Global Farmer Field School Platform

The agro-pastoral field school approach for strengthening the climate resilience of rural communities in Burkina Faso


In Burkina Faso, climate change is having significant impacts on agroforestry, fish and wildlife ecosystems, threatening the livelihoods of the vast majority of rural communities whose difficult socio-economic situation limits their resilience. In the face of climate change, the actions of these communities are more a matter of "forced" change of practices or spontaneous response to hazards, sometimes with negative consequences on the sustainability of the systems.

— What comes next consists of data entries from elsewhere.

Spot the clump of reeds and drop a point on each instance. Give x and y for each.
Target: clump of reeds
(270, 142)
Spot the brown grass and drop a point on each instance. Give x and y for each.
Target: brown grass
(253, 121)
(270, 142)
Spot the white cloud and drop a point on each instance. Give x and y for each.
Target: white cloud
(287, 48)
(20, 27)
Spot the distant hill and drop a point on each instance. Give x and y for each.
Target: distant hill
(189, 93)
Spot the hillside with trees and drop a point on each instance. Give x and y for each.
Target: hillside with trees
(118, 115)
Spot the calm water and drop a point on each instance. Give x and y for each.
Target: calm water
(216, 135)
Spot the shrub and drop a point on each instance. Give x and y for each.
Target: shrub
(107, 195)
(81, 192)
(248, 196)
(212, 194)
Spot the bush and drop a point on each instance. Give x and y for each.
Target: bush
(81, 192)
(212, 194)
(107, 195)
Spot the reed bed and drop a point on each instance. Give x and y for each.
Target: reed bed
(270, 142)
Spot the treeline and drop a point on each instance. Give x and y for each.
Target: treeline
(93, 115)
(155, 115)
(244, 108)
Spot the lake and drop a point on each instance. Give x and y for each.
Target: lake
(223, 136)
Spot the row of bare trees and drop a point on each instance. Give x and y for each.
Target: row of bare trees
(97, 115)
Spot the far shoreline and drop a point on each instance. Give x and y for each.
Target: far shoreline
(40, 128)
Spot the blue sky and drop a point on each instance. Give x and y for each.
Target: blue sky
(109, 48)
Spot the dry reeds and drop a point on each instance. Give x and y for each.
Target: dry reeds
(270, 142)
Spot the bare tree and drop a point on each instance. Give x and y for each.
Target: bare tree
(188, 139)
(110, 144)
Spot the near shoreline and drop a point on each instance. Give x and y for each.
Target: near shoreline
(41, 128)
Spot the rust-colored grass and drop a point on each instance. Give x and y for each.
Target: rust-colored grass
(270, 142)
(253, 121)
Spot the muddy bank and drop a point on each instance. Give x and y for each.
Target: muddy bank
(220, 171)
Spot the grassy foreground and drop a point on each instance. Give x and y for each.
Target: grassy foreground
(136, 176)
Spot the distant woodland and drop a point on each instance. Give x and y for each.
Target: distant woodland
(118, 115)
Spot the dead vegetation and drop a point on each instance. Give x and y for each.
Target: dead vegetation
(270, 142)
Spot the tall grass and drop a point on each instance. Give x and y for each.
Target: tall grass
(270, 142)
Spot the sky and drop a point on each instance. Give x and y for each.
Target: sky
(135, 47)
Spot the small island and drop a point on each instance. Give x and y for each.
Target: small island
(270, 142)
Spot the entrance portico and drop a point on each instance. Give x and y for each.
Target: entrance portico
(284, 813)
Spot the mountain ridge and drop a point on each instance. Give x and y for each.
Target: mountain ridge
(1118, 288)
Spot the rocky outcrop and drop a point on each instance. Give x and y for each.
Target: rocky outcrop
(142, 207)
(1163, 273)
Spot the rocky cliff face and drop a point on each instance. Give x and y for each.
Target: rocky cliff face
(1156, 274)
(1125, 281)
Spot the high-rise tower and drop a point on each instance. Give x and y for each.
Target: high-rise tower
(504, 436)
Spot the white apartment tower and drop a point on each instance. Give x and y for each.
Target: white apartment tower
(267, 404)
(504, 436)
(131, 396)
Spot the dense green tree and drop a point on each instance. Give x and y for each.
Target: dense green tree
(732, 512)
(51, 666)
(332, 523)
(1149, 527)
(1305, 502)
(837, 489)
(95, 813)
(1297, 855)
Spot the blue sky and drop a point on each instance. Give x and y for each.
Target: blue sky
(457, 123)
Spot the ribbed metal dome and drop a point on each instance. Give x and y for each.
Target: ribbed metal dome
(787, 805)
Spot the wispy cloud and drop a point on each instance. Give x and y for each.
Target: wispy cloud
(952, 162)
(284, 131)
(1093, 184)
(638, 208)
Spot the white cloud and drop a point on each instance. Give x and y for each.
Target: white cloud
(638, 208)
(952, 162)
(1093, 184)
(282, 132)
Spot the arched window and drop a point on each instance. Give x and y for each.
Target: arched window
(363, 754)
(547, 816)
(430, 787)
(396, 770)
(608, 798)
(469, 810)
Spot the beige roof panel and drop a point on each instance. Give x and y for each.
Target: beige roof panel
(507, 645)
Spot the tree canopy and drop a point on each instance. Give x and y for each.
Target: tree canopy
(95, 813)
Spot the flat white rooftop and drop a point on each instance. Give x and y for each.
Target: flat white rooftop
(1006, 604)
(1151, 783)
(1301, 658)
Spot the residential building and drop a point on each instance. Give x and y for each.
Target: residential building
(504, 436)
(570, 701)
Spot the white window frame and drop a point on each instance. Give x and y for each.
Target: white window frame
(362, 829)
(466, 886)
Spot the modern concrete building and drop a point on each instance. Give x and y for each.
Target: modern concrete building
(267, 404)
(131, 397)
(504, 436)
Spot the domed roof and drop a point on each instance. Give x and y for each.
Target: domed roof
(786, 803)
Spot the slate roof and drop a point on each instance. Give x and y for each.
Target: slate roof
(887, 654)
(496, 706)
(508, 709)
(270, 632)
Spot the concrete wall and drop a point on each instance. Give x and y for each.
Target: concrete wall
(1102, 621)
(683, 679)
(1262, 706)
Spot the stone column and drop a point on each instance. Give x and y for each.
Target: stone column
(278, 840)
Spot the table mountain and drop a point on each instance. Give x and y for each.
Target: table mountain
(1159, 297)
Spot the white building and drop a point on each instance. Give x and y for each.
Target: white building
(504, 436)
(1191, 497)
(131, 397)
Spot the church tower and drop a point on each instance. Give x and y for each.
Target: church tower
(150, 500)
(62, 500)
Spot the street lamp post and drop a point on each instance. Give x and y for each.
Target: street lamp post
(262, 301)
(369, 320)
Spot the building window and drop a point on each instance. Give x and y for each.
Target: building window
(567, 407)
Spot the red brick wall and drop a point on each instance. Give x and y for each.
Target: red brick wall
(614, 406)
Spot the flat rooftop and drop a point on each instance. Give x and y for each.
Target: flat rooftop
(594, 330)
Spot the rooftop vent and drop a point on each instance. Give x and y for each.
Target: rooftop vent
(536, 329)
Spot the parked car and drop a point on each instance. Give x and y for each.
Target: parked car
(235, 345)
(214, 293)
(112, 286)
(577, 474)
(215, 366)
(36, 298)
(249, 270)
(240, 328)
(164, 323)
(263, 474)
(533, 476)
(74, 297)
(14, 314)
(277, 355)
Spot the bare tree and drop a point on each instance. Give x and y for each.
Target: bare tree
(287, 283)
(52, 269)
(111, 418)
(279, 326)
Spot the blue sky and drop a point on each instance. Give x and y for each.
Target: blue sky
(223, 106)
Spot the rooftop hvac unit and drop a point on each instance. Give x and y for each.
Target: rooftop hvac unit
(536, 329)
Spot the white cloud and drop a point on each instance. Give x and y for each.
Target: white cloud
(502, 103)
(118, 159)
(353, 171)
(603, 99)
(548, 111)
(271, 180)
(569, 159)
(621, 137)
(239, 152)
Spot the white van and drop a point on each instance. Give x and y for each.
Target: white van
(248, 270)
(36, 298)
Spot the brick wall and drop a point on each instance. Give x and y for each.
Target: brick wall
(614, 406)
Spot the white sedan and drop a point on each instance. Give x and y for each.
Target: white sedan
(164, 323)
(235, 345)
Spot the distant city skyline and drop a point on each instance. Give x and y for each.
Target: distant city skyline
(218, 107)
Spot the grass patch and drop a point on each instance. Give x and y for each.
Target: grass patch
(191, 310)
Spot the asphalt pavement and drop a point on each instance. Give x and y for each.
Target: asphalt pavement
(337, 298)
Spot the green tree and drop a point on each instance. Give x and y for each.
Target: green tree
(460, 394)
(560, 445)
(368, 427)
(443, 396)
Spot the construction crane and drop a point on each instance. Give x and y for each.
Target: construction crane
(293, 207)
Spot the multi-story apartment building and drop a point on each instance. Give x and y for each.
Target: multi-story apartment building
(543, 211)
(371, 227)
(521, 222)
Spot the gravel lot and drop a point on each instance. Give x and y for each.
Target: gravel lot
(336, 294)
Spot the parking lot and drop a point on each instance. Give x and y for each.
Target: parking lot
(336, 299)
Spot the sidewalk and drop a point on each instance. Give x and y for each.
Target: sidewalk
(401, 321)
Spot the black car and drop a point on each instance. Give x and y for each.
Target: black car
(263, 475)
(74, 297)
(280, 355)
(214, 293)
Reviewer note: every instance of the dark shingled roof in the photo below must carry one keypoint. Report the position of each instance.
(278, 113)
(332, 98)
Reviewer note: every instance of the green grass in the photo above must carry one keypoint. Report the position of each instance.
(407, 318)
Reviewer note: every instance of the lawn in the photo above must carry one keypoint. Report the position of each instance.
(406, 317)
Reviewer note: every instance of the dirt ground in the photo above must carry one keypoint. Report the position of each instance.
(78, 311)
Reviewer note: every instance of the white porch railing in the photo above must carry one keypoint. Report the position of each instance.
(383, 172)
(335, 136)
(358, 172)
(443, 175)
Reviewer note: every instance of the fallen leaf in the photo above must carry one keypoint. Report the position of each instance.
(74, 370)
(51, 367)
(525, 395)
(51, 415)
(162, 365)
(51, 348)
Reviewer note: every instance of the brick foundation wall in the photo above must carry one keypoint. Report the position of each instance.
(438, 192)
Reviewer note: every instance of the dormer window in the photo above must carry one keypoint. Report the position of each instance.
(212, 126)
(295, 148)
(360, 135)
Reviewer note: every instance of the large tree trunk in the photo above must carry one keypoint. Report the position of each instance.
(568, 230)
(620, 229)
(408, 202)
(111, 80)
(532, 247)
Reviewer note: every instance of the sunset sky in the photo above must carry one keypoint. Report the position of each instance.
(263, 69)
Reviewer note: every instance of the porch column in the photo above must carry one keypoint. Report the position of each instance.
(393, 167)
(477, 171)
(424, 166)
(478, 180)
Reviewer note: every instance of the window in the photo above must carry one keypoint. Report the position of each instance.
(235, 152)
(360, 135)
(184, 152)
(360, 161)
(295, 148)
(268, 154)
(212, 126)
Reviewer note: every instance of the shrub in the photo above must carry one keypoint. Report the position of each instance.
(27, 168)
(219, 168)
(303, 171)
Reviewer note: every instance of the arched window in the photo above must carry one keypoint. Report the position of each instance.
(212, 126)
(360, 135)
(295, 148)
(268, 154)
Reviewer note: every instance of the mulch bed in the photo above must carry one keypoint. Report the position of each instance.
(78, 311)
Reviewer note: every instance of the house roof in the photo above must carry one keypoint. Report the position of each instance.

Since 2015, the Food and Agriculture Organization of the United Nations (FAO), in partnership with public and private actors in the rural sector, has been using the Agropastoral Field Schools (APFS) approach to build the climate resilience capacities of agropastoralists. More than an extension approach to climate-smart practices and technologies, the agropastoral field schools contribute to strengthening the knowledge and skills of agropastoralists so that they become experts and innovators in their own production systems.

Pilot participatory training activities for agropastoralists through the APFS have reached six regions (out of 13 regions) in the Sahelian zone (300 to 600 mm of rain per year with less than 45 rainy days) and the Sudano-Sahelian zone (600 to 900 mm of rain per year and 50 to 70 rainy days). The country currently has 25 master trainers and over 300 APFS facilitators. Also, more than 20,000 agropastoralists have been trained through the establishment of nearly 1,000 APFS.

The success of the agro-pastoral field school approach in Burkina Faso is reflected in its adoption as a flagship tool for extension and advisory support systems in the agro-sylvo-pastoral sectors, as well as the creation of an inter-ministerial committee to support its scaling up. However, two major challenges remain. These include the integration of the APFS approach into the training curricula of universities and agro-sylvo-pastoral vocational training schools and the sustainable financing of its scaling up.